The United Nations Office on Drugs and Crime (UNODC) said Wednesday that more than 251 new psychoactive substances were available on the black market by mid-2012, a growth of more than 50 percent over 2009. The UNODC’s 2013 World Drug Report finds that these substances are “proliferating at an unprecedented rate and posing unforeseen public health consequences.”
The situation has become so severe that the study says the number of new psychoactive substances available on the black market today exceeds the number of controlled psychoactive substances currently prohibited by governments around the world.
One of the problems governments are having with these rapidly emerging substances is that when they place one drug on a schedule of controlled substances, chemists slightly tweak the molecular structure and re-release the drug, once again technically legal thanks to tiny changes.
“There is a lack of long-term data which would provide a much-needed perspective: no sooner is one substance scheduled, than another one replaces it, thus making it difficult to study the long-term impact of a substance on usage and its health effects,” the study notes.
In other words, prohibition laws have now created a game of cat-and-mouse between authorities and the developers of untested new drugs, and the drug developers are winning. A similar effect was observed in the U.S. after authorities banned the psychoactive chemicals in the marijuana-substitute “Spice,” leading to hundreds of variants of the synthetic drug, some with terrifying physical and psychological side-effects.
The UNODC study said that the global body is now coordinating a rapid-response system that will warn governments of these new drugs as they are discovered on streets around the world.

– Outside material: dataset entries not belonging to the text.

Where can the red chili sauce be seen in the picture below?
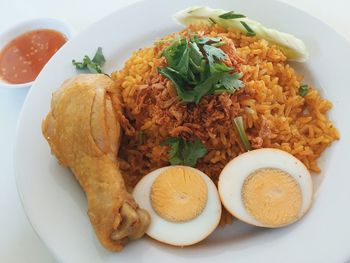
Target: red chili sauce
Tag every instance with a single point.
(22, 59)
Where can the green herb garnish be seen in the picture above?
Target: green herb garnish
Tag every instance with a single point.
(238, 121)
(93, 65)
(184, 152)
(141, 137)
(196, 68)
(231, 15)
(250, 31)
(303, 89)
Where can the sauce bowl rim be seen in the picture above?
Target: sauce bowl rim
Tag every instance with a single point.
(28, 25)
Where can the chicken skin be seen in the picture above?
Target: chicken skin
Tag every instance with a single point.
(84, 134)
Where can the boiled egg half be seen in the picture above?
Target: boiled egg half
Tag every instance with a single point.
(183, 203)
(266, 187)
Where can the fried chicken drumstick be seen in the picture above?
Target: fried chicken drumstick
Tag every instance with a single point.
(84, 135)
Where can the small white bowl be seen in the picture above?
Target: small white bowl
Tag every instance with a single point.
(28, 25)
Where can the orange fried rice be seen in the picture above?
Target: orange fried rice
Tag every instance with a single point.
(274, 113)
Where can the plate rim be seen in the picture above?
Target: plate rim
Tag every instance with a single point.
(108, 16)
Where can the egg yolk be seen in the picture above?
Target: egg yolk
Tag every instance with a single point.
(272, 196)
(179, 194)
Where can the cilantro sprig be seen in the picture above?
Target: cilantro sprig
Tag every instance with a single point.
(195, 67)
(231, 15)
(184, 152)
(93, 65)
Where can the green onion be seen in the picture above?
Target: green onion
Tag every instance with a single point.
(238, 121)
(250, 31)
(231, 15)
(303, 89)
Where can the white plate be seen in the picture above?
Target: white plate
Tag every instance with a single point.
(56, 205)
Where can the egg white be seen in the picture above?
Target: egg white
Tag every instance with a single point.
(184, 233)
(232, 178)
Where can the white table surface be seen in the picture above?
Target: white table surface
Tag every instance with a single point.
(18, 241)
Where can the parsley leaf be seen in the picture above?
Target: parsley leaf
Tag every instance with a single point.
(303, 89)
(93, 65)
(231, 15)
(175, 77)
(174, 52)
(184, 152)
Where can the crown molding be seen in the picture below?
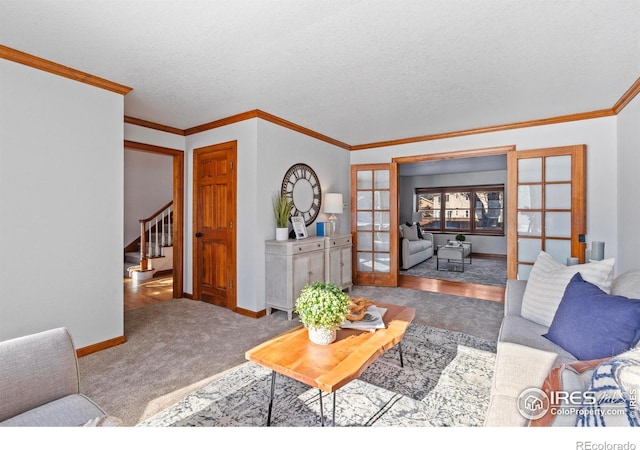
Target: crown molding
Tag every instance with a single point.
(300, 129)
(63, 71)
(256, 113)
(510, 126)
(627, 97)
(222, 122)
(153, 125)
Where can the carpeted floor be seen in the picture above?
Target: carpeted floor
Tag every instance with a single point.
(175, 347)
(445, 381)
(488, 271)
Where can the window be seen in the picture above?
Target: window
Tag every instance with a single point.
(470, 209)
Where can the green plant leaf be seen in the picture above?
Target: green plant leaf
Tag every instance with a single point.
(322, 305)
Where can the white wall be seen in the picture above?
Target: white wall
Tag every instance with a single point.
(148, 186)
(628, 186)
(61, 197)
(494, 245)
(599, 135)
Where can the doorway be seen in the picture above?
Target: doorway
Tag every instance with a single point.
(214, 216)
(482, 167)
(176, 286)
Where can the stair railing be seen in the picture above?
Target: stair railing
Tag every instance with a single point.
(156, 232)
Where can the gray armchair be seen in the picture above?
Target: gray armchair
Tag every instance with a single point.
(40, 383)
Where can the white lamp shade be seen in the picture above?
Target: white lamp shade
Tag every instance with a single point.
(333, 203)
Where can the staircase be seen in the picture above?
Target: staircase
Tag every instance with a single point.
(152, 252)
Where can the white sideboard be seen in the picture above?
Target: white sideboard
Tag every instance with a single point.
(291, 265)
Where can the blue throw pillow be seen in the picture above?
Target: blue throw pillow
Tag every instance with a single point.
(591, 324)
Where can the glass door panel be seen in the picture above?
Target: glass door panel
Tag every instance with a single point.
(375, 230)
(548, 196)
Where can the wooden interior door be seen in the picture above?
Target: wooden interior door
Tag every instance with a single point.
(214, 215)
(374, 223)
(547, 206)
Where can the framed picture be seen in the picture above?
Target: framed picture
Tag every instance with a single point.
(299, 227)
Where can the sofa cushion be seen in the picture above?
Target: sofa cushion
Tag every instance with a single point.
(409, 232)
(70, 411)
(418, 246)
(591, 324)
(510, 380)
(549, 278)
(516, 330)
(615, 385)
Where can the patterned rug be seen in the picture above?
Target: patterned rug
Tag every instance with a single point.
(488, 271)
(445, 381)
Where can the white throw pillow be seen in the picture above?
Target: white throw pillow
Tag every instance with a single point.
(549, 278)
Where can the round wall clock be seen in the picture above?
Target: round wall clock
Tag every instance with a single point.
(302, 187)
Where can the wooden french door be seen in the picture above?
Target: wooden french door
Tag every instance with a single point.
(547, 206)
(374, 223)
(214, 216)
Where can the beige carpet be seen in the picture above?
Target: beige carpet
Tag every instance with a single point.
(175, 347)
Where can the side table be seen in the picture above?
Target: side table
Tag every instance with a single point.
(455, 255)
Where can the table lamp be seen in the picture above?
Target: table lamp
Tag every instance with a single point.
(333, 206)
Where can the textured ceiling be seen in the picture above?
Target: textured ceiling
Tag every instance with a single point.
(356, 71)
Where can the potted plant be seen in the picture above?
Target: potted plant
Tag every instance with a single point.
(322, 308)
(281, 212)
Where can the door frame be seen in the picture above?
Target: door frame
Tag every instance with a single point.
(178, 207)
(456, 154)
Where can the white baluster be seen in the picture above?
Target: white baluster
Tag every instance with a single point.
(162, 222)
(170, 234)
(157, 243)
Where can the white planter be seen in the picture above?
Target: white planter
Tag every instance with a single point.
(282, 234)
(321, 336)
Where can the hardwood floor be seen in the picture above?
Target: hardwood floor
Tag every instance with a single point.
(138, 294)
(481, 291)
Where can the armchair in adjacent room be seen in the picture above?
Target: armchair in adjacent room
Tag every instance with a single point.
(415, 245)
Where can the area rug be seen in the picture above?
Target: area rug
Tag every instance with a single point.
(445, 381)
(488, 271)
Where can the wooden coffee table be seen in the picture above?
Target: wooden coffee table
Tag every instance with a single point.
(329, 367)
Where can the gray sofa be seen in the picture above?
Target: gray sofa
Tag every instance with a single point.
(524, 357)
(414, 250)
(40, 383)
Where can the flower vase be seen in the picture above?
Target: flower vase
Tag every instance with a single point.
(282, 234)
(322, 336)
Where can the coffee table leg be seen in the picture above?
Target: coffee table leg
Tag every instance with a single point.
(334, 408)
(273, 387)
(321, 411)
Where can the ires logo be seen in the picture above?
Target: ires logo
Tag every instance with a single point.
(534, 403)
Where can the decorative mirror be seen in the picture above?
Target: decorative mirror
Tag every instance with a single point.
(302, 188)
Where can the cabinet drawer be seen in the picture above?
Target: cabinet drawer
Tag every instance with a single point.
(305, 247)
(339, 241)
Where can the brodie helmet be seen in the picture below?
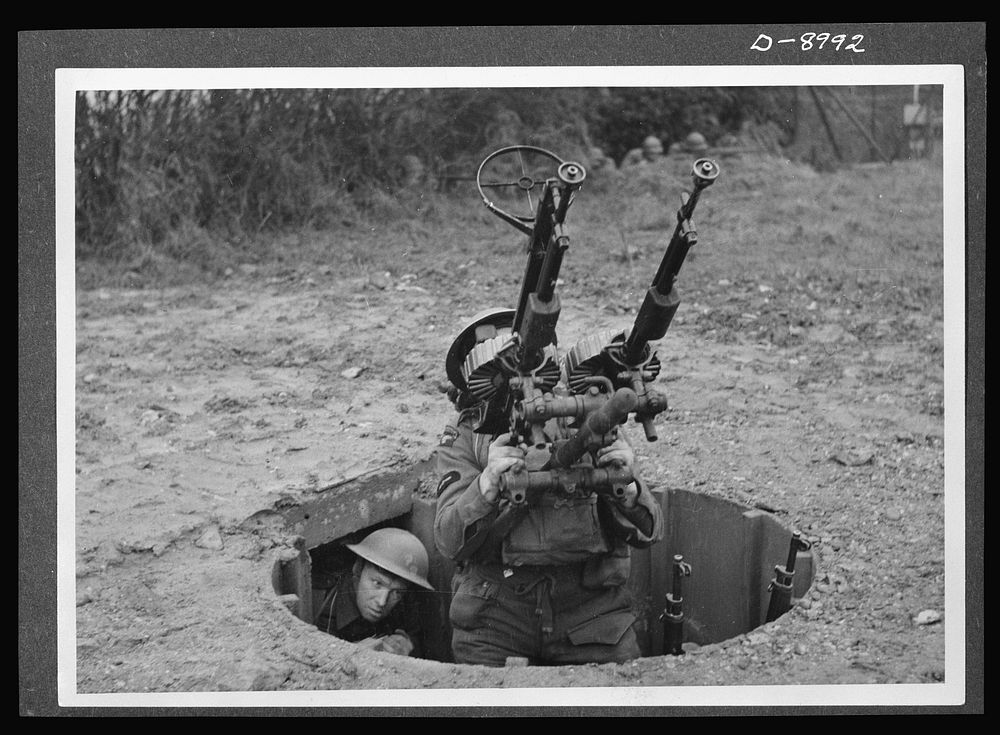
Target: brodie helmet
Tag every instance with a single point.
(481, 327)
(396, 551)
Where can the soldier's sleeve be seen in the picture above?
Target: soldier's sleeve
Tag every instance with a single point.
(641, 525)
(464, 517)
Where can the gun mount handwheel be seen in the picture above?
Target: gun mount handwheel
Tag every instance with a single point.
(705, 169)
(523, 169)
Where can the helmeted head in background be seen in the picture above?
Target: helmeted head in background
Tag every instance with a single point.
(695, 143)
(652, 148)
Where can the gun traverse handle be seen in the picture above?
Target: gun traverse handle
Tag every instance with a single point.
(597, 423)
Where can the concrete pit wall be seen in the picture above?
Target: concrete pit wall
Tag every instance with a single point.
(732, 551)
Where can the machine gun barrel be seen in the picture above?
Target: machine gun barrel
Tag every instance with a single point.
(661, 301)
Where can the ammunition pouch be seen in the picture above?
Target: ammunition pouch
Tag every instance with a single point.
(556, 531)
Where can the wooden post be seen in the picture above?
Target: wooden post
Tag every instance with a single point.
(826, 123)
(857, 123)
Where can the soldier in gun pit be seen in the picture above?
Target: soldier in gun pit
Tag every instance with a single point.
(367, 604)
(545, 581)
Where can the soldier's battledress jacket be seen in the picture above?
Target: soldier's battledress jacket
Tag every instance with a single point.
(545, 582)
(336, 612)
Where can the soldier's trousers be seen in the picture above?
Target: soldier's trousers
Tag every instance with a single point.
(543, 614)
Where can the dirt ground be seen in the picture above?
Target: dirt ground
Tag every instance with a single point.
(804, 371)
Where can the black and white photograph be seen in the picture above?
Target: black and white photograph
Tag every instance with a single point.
(497, 389)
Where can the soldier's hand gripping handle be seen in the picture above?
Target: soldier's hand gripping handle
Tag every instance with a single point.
(501, 457)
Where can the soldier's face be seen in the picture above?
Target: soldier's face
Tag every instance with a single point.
(378, 592)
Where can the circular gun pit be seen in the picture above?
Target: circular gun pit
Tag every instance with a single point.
(732, 552)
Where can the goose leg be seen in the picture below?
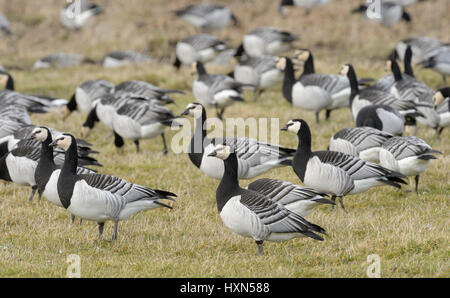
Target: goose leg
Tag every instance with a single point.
(417, 183)
(116, 226)
(33, 191)
(260, 247)
(101, 225)
(136, 142)
(165, 150)
(341, 202)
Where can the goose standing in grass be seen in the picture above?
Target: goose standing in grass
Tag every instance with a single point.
(207, 16)
(100, 198)
(373, 96)
(260, 71)
(251, 214)
(61, 60)
(254, 157)
(199, 47)
(119, 58)
(440, 62)
(422, 47)
(364, 142)
(86, 94)
(384, 12)
(442, 103)
(301, 93)
(215, 90)
(140, 119)
(336, 173)
(4, 24)
(298, 199)
(268, 41)
(409, 156)
(76, 14)
(306, 4)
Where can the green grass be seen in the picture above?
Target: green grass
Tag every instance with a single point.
(409, 232)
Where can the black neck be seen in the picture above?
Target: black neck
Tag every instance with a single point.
(289, 80)
(197, 142)
(407, 62)
(396, 71)
(229, 184)
(303, 151)
(308, 68)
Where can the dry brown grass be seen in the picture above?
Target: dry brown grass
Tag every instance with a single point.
(409, 232)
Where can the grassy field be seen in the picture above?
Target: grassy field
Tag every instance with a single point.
(409, 232)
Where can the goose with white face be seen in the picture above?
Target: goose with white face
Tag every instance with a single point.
(62, 141)
(292, 126)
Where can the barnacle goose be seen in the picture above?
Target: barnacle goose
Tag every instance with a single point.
(409, 156)
(259, 71)
(301, 93)
(254, 157)
(364, 142)
(334, 172)
(85, 94)
(119, 58)
(99, 198)
(298, 199)
(76, 14)
(440, 62)
(207, 16)
(199, 47)
(267, 41)
(251, 214)
(140, 119)
(385, 12)
(307, 4)
(442, 102)
(373, 96)
(4, 24)
(61, 60)
(422, 47)
(215, 90)
(19, 163)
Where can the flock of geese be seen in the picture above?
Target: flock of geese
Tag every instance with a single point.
(374, 153)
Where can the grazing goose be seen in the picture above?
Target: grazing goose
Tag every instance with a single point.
(147, 90)
(334, 172)
(373, 96)
(207, 16)
(61, 60)
(4, 24)
(442, 102)
(306, 4)
(199, 47)
(76, 14)
(86, 94)
(421, 46)
(267, 41)
(98, 197)
(254, 157)
(302, 93)
(384, 12)
(260, 71)
(251, 214)
(409, 156)
(440, 62)
(119, 58)
(364, 142)
(215, 90)
(140, 119)
(298, 199)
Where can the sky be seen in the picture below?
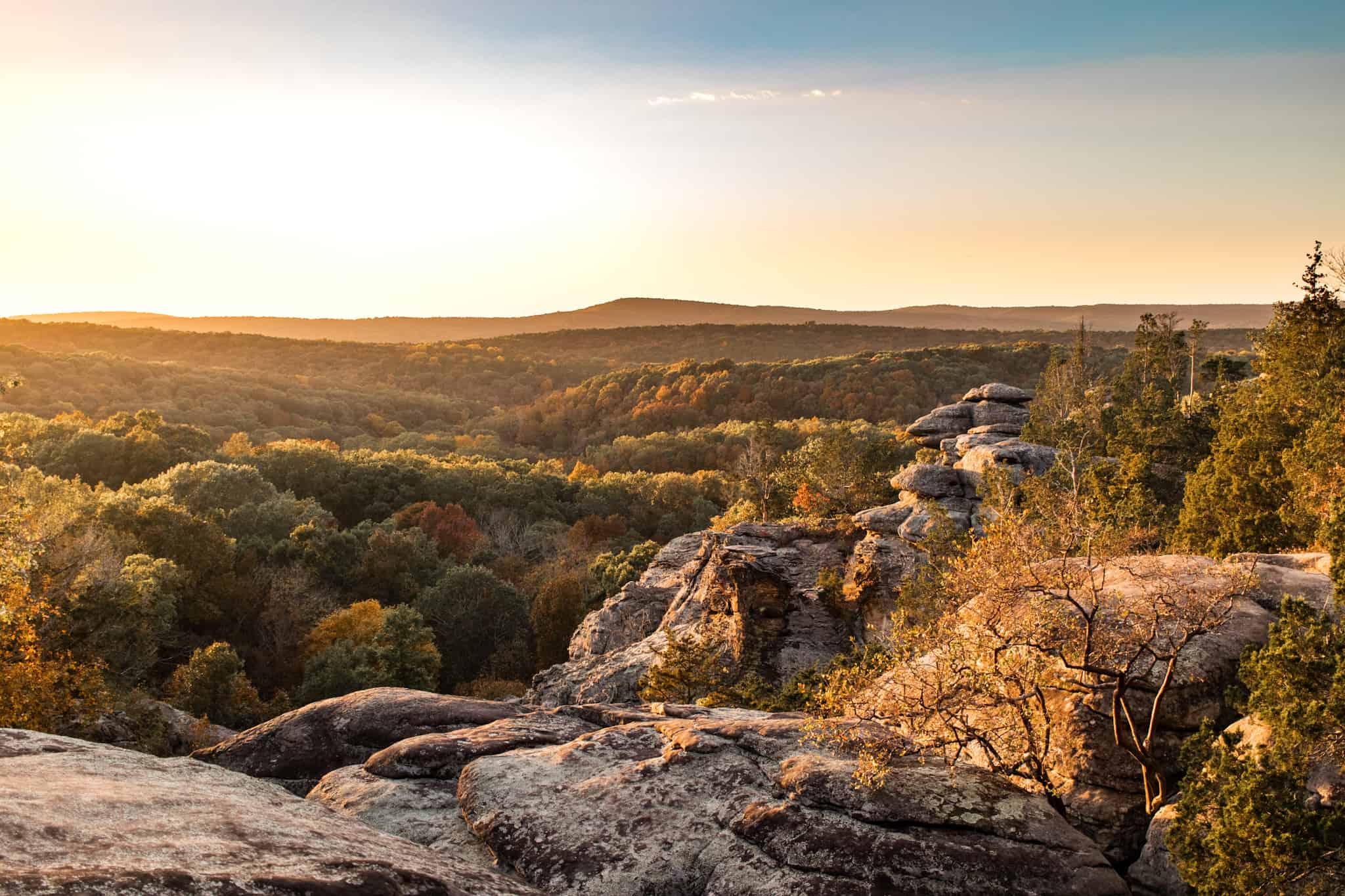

“We have agreed on a path for our ongoing discussion,” UNODC’s executive director, Yury Fedotov, said in an advisory. “I hope it will lead to an affirmation of the importance of the international drug control conventions, as well as an acknowledgement that the conventions are humane, human-rights centered and flexible. There must also be a firm emphasis on health and we must support and promote alternative sustainable livelihoods. It is also essential that we recognize the important role played by criminal justice systems in countering the world drug problem and the need for enhanced work against precursor chemicals.”